Erdogan verzichtet bei Deutschlandbesuch auf grosse Rede
Ein grosser öffentlicher Auftritt des türkischen Präsidenten während seines Staatsbesuchs könnte die Situation zusätzlich anheizen.
Das Wichtigste in Kürze
- Erdogan verzichtet bei seinen Besuch in Deutschland wahrscheinlich auf eine grosse Rede.
- Deutschland und die Türkei bemühen sich um eine Normalisierung ihrer Beziehungen.
Der türkische Präsident Recep Tayyip Erdogan verzichtet bei seinem ersten Staatsbesuch in Deutschland voraussichtlich auf einen Auftritt vor Tausenden Deutschtürken. «Eine grosse Rede in einer Halle ist nicht geplant», sagte der Sprecher der türkischen Botschaft in Berlin, Refik Sogukoglu, der Deutschen Presse-Agentur. Es sei allenfalls möglich, das Erdogan bei der Eröffnung einer Moschee der Türkisch-Islamischen Union Ditib in Köln am 29. September eine kurze Ansprache halte.
Auch zu einer ursprünglich angedachten gemeinsamen Begegnung von Erdogan und Bundespräsident Frank-Walter Steinmeier mit türkischstämmigen Bürgern wird es aller Wahrscheinlichkeit nach nicht kommen. Aus der Umgebung Steinmeiers hiess es, auf der Seite des Präsidialamts gebe es keine solchen Planungen. Die türkische Seite hatte sich eine solche gemeinsame Veranstaltung gewünscht.
Über eine Rede Erdogans während des Deutschlandbesuchs wird seit Wochen spekuliert. Der Sprecher und Berater des Präsidenten, Ibrahim Kalin, hatte noch vor zwei Wochen nach Gesprächen zur Vorbereitung der Visite in Berlin erklärt, dass man nach einem Veranstaltungsort dafür suche. Man wolle aber eine einvernehmliche Lösung mit der deutschen Seite finden.
Bemühungen zur Normalisierung
Deutschland und die Türkei bemühen sich seit einigen Monaten um eine Normalisierung ihrer Beziehungen, die nach dem gescheiterten Putschversuch in der Türkei vor zwei Jahren unter anderem wegen der Verhaftung deutscher Staatsbürger aus politischen Gründen auf einen Tiefpunkt abgesackt waren. Der Erdogan-Besuch soll zu dieser Normalisierung beitragen.
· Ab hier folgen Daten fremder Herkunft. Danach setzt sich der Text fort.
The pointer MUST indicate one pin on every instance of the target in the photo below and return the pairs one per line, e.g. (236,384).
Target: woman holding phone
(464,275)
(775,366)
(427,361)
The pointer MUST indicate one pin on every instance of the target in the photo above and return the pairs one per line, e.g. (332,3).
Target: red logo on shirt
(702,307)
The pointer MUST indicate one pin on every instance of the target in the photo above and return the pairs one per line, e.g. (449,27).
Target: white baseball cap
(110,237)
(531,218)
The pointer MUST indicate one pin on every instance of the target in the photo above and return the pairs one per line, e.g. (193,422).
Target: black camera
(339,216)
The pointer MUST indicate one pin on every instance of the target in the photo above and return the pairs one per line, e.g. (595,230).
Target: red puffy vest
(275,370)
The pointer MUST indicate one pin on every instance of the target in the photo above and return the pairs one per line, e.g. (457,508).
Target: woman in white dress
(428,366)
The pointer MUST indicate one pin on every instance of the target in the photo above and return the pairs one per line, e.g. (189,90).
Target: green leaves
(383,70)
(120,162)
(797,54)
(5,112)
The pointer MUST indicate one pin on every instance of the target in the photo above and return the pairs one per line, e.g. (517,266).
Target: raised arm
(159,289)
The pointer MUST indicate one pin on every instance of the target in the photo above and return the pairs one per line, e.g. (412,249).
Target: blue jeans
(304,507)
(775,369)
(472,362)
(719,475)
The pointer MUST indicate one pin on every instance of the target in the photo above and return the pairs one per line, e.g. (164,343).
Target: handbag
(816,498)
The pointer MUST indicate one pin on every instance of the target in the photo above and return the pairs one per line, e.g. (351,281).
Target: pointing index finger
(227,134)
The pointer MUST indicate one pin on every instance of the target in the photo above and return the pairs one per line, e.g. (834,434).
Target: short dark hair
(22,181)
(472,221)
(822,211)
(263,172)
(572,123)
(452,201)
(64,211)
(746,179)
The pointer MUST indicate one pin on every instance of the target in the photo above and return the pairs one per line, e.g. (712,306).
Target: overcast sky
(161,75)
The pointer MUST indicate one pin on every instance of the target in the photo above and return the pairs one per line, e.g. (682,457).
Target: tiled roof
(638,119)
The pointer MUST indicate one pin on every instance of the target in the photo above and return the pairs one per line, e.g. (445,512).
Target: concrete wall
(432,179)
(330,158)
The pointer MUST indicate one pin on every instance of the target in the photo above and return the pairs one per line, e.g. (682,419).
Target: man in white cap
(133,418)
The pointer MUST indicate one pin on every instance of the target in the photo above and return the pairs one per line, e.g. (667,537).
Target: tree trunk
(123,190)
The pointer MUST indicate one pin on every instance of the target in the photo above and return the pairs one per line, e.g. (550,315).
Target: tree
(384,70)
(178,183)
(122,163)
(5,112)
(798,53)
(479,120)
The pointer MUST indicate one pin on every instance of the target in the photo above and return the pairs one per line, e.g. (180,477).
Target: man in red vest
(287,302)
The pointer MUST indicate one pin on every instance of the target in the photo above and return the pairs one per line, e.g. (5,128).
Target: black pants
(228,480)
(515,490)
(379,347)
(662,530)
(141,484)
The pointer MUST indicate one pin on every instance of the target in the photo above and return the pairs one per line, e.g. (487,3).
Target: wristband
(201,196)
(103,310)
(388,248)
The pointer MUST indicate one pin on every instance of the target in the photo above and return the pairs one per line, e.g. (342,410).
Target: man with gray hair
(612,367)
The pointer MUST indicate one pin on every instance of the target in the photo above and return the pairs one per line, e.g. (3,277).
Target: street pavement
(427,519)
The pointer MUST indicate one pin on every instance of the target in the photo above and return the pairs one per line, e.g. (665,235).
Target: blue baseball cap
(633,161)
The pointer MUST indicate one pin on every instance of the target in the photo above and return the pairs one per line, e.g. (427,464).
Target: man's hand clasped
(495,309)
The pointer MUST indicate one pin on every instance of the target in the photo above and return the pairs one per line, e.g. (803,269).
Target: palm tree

Erdogan hat Deutschland in den vergangenen 15 Jahren mehr als ein Dutzend Mal als Ministerpräsident und Präsident besucht. Nun steht vom 27. bis 29. September der erste Staatsbesuch auf Einladung Steinmeiers an. Dazu gehören anders als bei Arbeitsbesuchen ein Empfang mit militärischen Ehren und ein Staatsbankett.
Politiker von Linken, Grünen und AfD kritisieren, dass der rote Teppich für Erdogan in Berlin ausgerollt wird. Gegner des Besuchs wollen am 28. September im Zentrum Berlins demonstrieren. Es werden 10 000 Teilnehmer erwartet.
Erdogan war bei früheren Deutschlandbesuchen als Ministerpräsident oder Präsident mehrfach vor Landsleuten aufgetreten. Zuletzt redete er 2014 vor 15 000 Menschen in Köln und 2015 vor 14 000 Zuschauern in Karlsruhe. In Deutschland leben mehr als drei Millionen Menschen mit türkischen Wurzeln.